No. My point was that words like "mad" and "deranged" are part of lay language, and in lay use, only expresses a personal opinion, rather than a medical diagnosis.

> Whereof one cannot speak, thereof one must passover in silence.

The irony is killing me.

> "Deranged" suggests that he should be treated in a certain way

It doesn't suggest any such thing. I'd use that word for any brutal murderer.

> Why would I respond to something you're explicitly divorcing from context?

Wat? I questioned the context. Not the same as "explicitly divorcing from context". I asked the question, just so you'd make your bias explicit.


"No. My point was that words like "mad" and "deranged" are part of lay language, and in lay use, only expresses a personal opinion, rather than a medical diagnosis."

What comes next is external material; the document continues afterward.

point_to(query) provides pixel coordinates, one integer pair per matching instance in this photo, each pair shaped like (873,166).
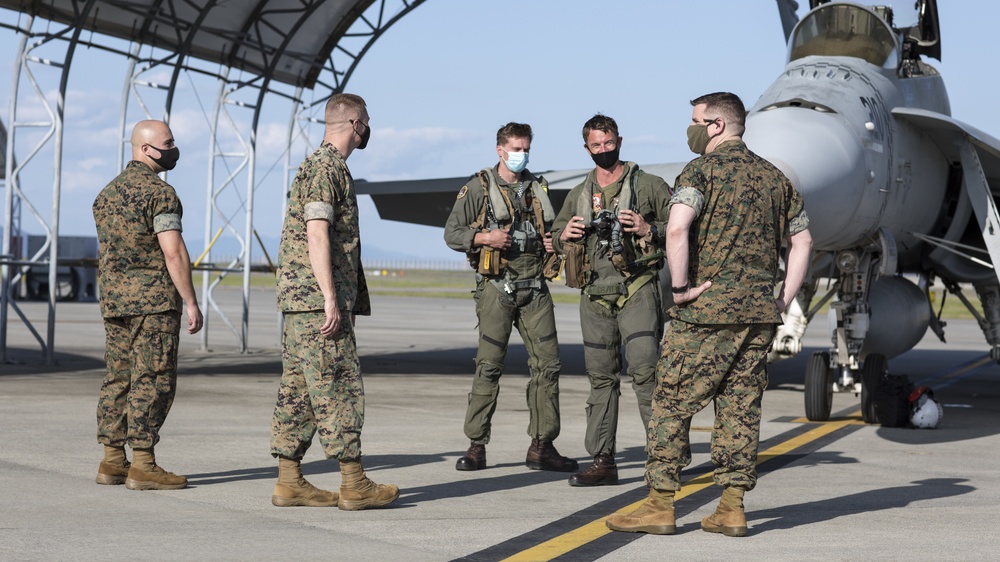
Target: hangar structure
(252,51)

Yes, personal opinion but of different models of analyses for explanation. "Mad" is a vaguer term than "deranged" (see Foucault's descriptivist/presciptivist politics). "Mad" is a pointing to "the cause is more complex than we think." "Deranged" is a pointing, most probably, to the DSM (for instance) as a guide.

"The irony is killing me."

This is not irony. You're taking my words out of context to re-purpose them as ammunition within an already complicated topic. If I said "this sentence is false" you very well might say that I'm invalidating everything I'm saying.

"It doesn't suggest any such thing. I'd use that word for any brutal murderer."

No, sir. "Deranged" and "mad" may have many overlaps, but they are not substitutible salva veritate.

You have not proved any bias. I'm saying that madness is prevalant, and sometimes can explain more than a quick leap into psychologizing. "Madness" does not mean that it was utterly free of will to manipulate the circumstances. Madness may have a causal basis as well, if not stronger than "psychological laws." (So here I am blocking the idea that because he was "just mad" he thought it convenient to manipulate the circumstances in his favor. I am saying that "madness," though vaguer than "derangement," has a stronger force that "derangment."


So your determination is that because people in a failed/failing economy are acting irrationally and succumbing to their baser instincts, that the aggressor in this case became mentally ill due to the economy? Are you going to claim next that mental illnesses are transmittable diseases? Are you of the mind that the aggressor was not mentally ill and was just 'faking it' to get out of jail?


Mereological study of parts and wholes applies here, along with small-world network algorithms. Internal causation is a real thing, and best explains various seemingly "utterly chance-like" statistical problems. I'm saying that the environment coupled with internal measures ultimately explain what occurred; from an outside perspective, all I can really depend on is an "external description" of the problem which attributes political and legal descriptions of the result, rather than strictly psychological. "Deranged" suggests a narrow line to the psychological; "mad" suggests a combination of issues which similarly seems to mirror the structure of "depression" which itself is a result of a combination of issues.

I subscribe to legal realism. Like I said, I don't know how we ought to treat him, which implies that I don't know much about the man himself. Legal systems analyze intention to come to (public) justice, not to ensure that the victim is redressed.

My position or statements are a comment on the adjacent, failing legal system. These governments and trade unions (via pharmaceutical industries) have become so thick with corruption that the theoretical construct of the "Observation Statement," emergent from Logical Positivism and Scientific Philosophy, is subjective to game-theoretical quantum systems.

Am I saying that ontologically mental illnesses are diseases?[1] That's a debate. However, Copycat suicide has warrantability or assertability conditions, and we can employ strategies that minimize the spread of disease to minimize the fluctuation of social statistical norm deviation, along time paradigmatic cycles.